Principles for modular design

Given a large programming task, we want to divide it into modules in an effective way. There are several goals. To make the user of the software happy, we want a program that is correct, secure, and has acceptable performance. But to keep the cost of development and maintenance low, and to increase the likelihood that the program is correct, we want a modular design that has loose coupling and permits local reasoning. These goals are in tension. We can roughly characterize design tradeoffs along an axis between loose and tight coupling:

IssueLoose couplingTight coupling
Size of interfacenarrow interface:
few operations
wide interface:
many operations
Complexity Simple specifications Complex specifications
Invariants Local Global
Pre/post-conditions Weak, nondeterministic Strong, deterministic
Correctness Easier to get right Harder to get right
Performance May sacrifice performance May expose optimizations

Thus, if we want software that is very modular and relatively easy to build correctly, we should design modules that have simple, narrow interfaces with relatively few operations with simple specifications. In some cases we may need more performance than an aggressively modular design offers, and may need to make our specification more complex or add new operations.

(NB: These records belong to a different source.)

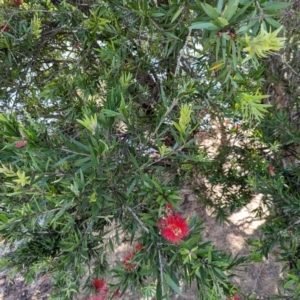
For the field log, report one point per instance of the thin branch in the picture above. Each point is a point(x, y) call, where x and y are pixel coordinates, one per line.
point(137, 218)
point(258, 277)
point(161, 272)
point(182, 52)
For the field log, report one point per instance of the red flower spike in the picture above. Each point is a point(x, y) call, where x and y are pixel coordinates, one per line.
point(97, 297)
point(138, 247)
point(4, 28)
point(100, 285)
point(271, 170)
point(126, 261)
point(18, 2)
point(20, 144)
point(169, 206)
point(117, 294)
point(173, 228)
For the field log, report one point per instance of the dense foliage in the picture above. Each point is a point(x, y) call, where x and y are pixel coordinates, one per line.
point(103, 104)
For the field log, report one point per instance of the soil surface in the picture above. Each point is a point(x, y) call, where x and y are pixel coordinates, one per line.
point(258, 279)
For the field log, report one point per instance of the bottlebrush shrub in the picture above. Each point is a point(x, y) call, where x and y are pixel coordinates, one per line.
point(71, 219)
point(107, 102)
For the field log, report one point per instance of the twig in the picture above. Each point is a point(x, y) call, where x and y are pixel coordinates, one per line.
point(137, 218)
point(161, 273)
point(182, 52)
point(258, 276)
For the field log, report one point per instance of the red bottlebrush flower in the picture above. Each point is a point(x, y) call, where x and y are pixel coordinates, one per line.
point(169, 206)
point(20, 144)
point(117, 294)
point(173, 228)
point(126, 261)
point(271, 170)
point(18, 2)
point(97, 297)
point(100, 285)
point(4, 28)
point(138, 247)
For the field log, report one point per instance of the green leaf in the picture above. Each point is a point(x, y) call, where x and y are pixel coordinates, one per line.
point(220, 22)
point(172, 284)
point(176, 15)
point(276, 5)
point(230, 9)
point(273, 22)
point(210, 11)
point(110, 113)
point(203, 25)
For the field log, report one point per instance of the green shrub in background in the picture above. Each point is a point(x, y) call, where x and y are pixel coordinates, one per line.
point(102, 102)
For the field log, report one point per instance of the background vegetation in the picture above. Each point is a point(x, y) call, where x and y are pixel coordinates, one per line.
point(102, 104)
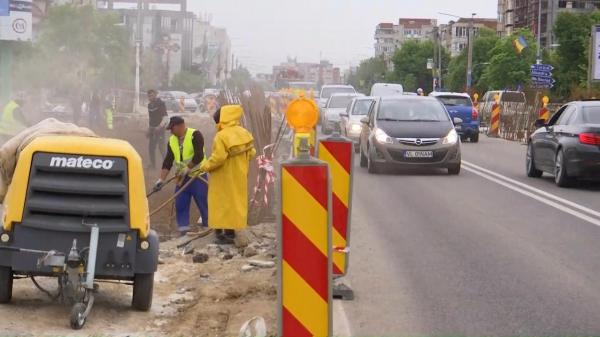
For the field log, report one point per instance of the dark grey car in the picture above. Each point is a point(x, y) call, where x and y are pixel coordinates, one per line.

A good rule of thumb is to start with as modular and simple a design as possible. Interfaces should be narrow, exposing only as many operations as are necessary for clients to carry out their tasks. Invariants should be simple and enforced locally. Avoid premature optimization that results in complex, tightly coupled programs, because very often the performance bottlenecks are not what is expected. You don't want to pay the price for complexity that turns out to be unnecessary. If performance becomes a problem, a simple, clean design is usually a good starting point for refinements that improve performance.

In general, the right choice along this axis depends on the system being built, and engineering judgment is required. Software designers must balance issues of cost, performance, correctness, usability, and security. They are expected all the time to make judgment calls that trade off among these issues. The key to good software engineering is to realize when you need to make these judgments and to know the consequences of your choices.